Additionally, flow phase and velocity distributions may alter both spatially and temporally. Sudden or gradual variation in flow rates of one phase or another may cause a change in flow regime. Also, due to the high pressure encountered deep underground, a flow which is mixed or in bubble-flow can become dominated by a discernible high gas-fraction flow as the pressure drops nearer the surface and the gas expands and/or comes out of solution.
Multiphase flowmeters are available and have been suggested in the prior art. However, these operate to give accurate readings only for particular flow regimes.
For example, GB 2426579 and GB 2450182 teach the use of an optical system using two wavelengths of light, one which is water-absorbing and one which is substantially not. By analysing the transmitted light and scattered light at both wavelengths, information on water content is obtainable. Flow rates may also be obtained by analysing transmitted and/or scattered signals measured by duplication of the sensors axially spaced. However, this system only works well for flow regimes with very high gas volume fractions (GVF>˜99%), typically with very thin (i.e. <1 mm) liquid layers flowing on the pipe wall and/or with a gas flow at the centre which may contain entrained liquid droplets. At lower gas volume fractions (GVF) a thicker liquid layer can prevent any transmission of light across the pipe, preventing measurements from being taken.
WO 2009/071870 teaches the use of pulsed echo ultrasound to measure the thickness of a separated liquid layer at the pipe without needing to know the speed of sound in the liquid by comparing echoes received from two transducers, one of which is aligned perpendicular to the pipe wall and the other aligned at an angle to the pipe wall. Flow velocities of the liquid layer may be obtainable from the use of pulsed Doppler ultrasound, together with a measure of the speed of sound in the liquid. The speed of sound in the gas-free liquid can be used to infer the water fraction of the liquid, or the water-to-liquid ratio (WLR). However, as the speed of sound in oil and water can be somewhat similar, this measure of water fraction tends to be inaccurate.

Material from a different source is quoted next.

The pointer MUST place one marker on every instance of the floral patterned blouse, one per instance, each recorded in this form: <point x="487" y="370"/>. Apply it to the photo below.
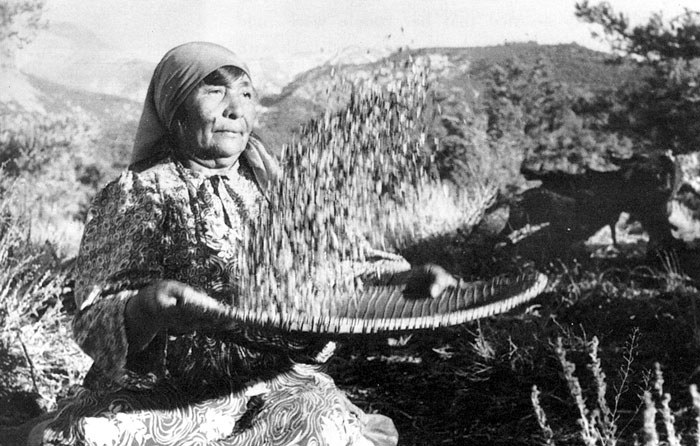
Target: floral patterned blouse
<point x="164" y="222"/>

The use of electromagnetic methods, such as microwaves, has also been suggested. GB 2376074 teaches the use of a microwave open-ended coaxial reflection probe flush-mounted on the pipe wall to measure the mixture permittivity and mixture conductivity of liquid-layer to obtain an estimate of water conductivity, as well as an estimate of the water-to-liquid ratio if the liquid layer is substantially free from entrained gas and has a thickness higher than the probe's depth of investigation.
However, at high gas volume fractions, when the thickness of the liquid at the wall of the pipe becomes thin and less than the sensitivity depth of the probe in most instance of time, the probe can also inadvertently measure the properties of the adjacent gas core, providing erroneous results in the water-to-liquid ratio.
GB 2430493 utilises a transmission electromagnetic approach, as opposed to a reflective electromagnetic approach, in combination with venturi and gamma radiation sensors. The transmission microwaves are used to measure the mixture permittivity and mixture conductivity across the whole of the pipe. The gamma rays are employed to measure the average fluid density across pipe, which is used to infer the gas-to-liquid ratio. By employing density and permittivity and/or conductivity mixing rules, measures of water fraction, oil fraction and gas fraction, and hence estimate of the water-to-liquid ratio, can be obtained. The measured venturi differential pressure and/or further microwave sensors in the venturi can be used to provide flow rate and/or velocity data.
However, at very high gas volume fractions, the microwave transmission approach produces low values of bulk mixture permittivity and mixture conductivity, due to, for example, the thin liquid layer at the pipe wall, and so derived phase-fraction quantities can become inaccurate. Additionally gamma-ray measurement methods are also less accurate at high gas volume fractions, and are undesirable because of environmental and regulatory restrictions on their use.